Titre original: | Else |
Réalisateur: | Thibault Emin |
Sortie: | Cinéma |
Durée: | 100 minutes |
Date: | Non communiquée |
Note: |
Else, le premier long métrage de Thibault Emin, est une exploration audacieuse, quoique inégale, des limites de l'individualité, de l'intimité et de l'humanité elle-même, enveloppée dans une horreur corporelle surréaliste et obsédante. Présenté en avant-première au Festival international du film de Toronto (TIFF), le film présente un concept fascinant : un monde où les gens se fondent littéralement dans leur environnement, transformant l'intimité en une proposition volatile et grotesque. Si l'ambition d'Else est indéniable, son exécution trébuche sous le poids de ses propres idées, ce qui donne un film aussi fascinant que frustrant.
Au cœur d'Else se trouve Anx, interprété par Matthieu Sampeur, dont la performance capture un profond sentiment de malaise et de fragilité. Anx est socialement maladroit, un homme-enfant dont l'appartement - un espace kaléidoscopique et criard rempli de jouets et de couleurs vives - reflète son immaturité émotionnelle. Son lien inattendu avec Cass, interprétée par Édith Proust, constitue la colonne vertébrale du film. Cass est à l'opposé d'Anx : bruyante, effrontée et d'une liberté d'esprit sans équivoque. Leur romance improbable commence par une intimité maladroite et se transforme en chaos alors que le monde extérieur succombe à une pandémie apocalyptique.
La pandémie mise en avant dans le film Else n'est pas un virus ordinaire ; elle transforme les gens en éléments de leur environnement, les fusionnant avec des meubles, des trottoirs ou même d'autres personnes. Cette prémisse grotesque est brillamment réalisée à l'aide d'effets pratiques et d'une conception sonore inventive, qui confèrent à l'horreur une qualité tactile et viscérale. La direction photographie de Léo Lefèvre alterne entre des teintes vives, semblables à celles d'une vidéo amateur, et des images austères en noir et blanc, amplifiant ainsi les changements de tonalité du film. Le résultat est une expérience visuelle qui oscille entre l'intimité rêveuse et l'aliénation cauchemardesque.
Cependant, si le travail technique est louable, la narration, elle, laisse à désirer. Anx et Cass, en tant que personnages centraux, restent sous-développés, ce qui est frustrant. Cass, en particulier, est présentée comme une caricature plutôt que comme un individu à part entière, ce qui nuit aux enjeux émotionnels de leur relation. Alors que leur appartement devient à la fois un refuge et une prison, la profondeur psychologique de leur enfermement est suggérée mais jamais complètement explorée.

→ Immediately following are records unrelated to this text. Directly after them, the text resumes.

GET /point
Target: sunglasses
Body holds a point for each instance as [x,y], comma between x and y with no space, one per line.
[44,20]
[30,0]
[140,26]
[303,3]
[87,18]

Le film tente d'aborder les thèmes lourds de l'isolement, de la connexion et de la fragilité de l'identité, mais ces idées se perdent souvent dans la confusion des genres et l'incohérence des tons.
Le rythme du film est lui aussi une arme à double tranchant. Si la montée progressive de la tension reflète la lenteur de l'avancée de la pandémie, elle risque aussi de perdre l'engagement du public. Les moments d'horreur corporelle, bien que visuellement frappants, n'ont pas l'impact viscéral necéssaire. Les transformations grotesques sont plus cérébrales que terrifiantes, ce qui peut laisser les amateurs de genre en quête de sensations plus immédiates.
La décision de Thibault Emin de structurer Else autour d'un cadre traditionnel en trois actes limite également le potentiel du film. Compte tenu de la fluidité du temps et de l'espace suggérée par les effets de la pandémie, une approche plus expérimentale et non linéaire aurait pu mieux servir les thèmes de l'histoire et renforcer sa résonance émotionnelle. L'effroi existentiel qui imprègne le récit semble limité par l'adhésion du film aux techniques conventionnelles de narration.
Malgré ses défauts, Else est indéniablement ambitieux. La vision de Thibault Emin est celle d'une créativité audacieuse, et l'ambition thématique du film - aborder les questions de l'intimité, de l'individualité et de l'humanité face à une crise déshumanisante - est louable. La métaphore centrale du film, bien qu'elle ne soit pas entièrement originale, est d'une pertinence obsédante dans un monde encore aux prises avec les cicatrices psychologiques d'une pandémie mondiale. Sa capacité à faire réfléchir le public sur ses propres peurs de l'isolement et de la connexion est peut-être sa plus grande force.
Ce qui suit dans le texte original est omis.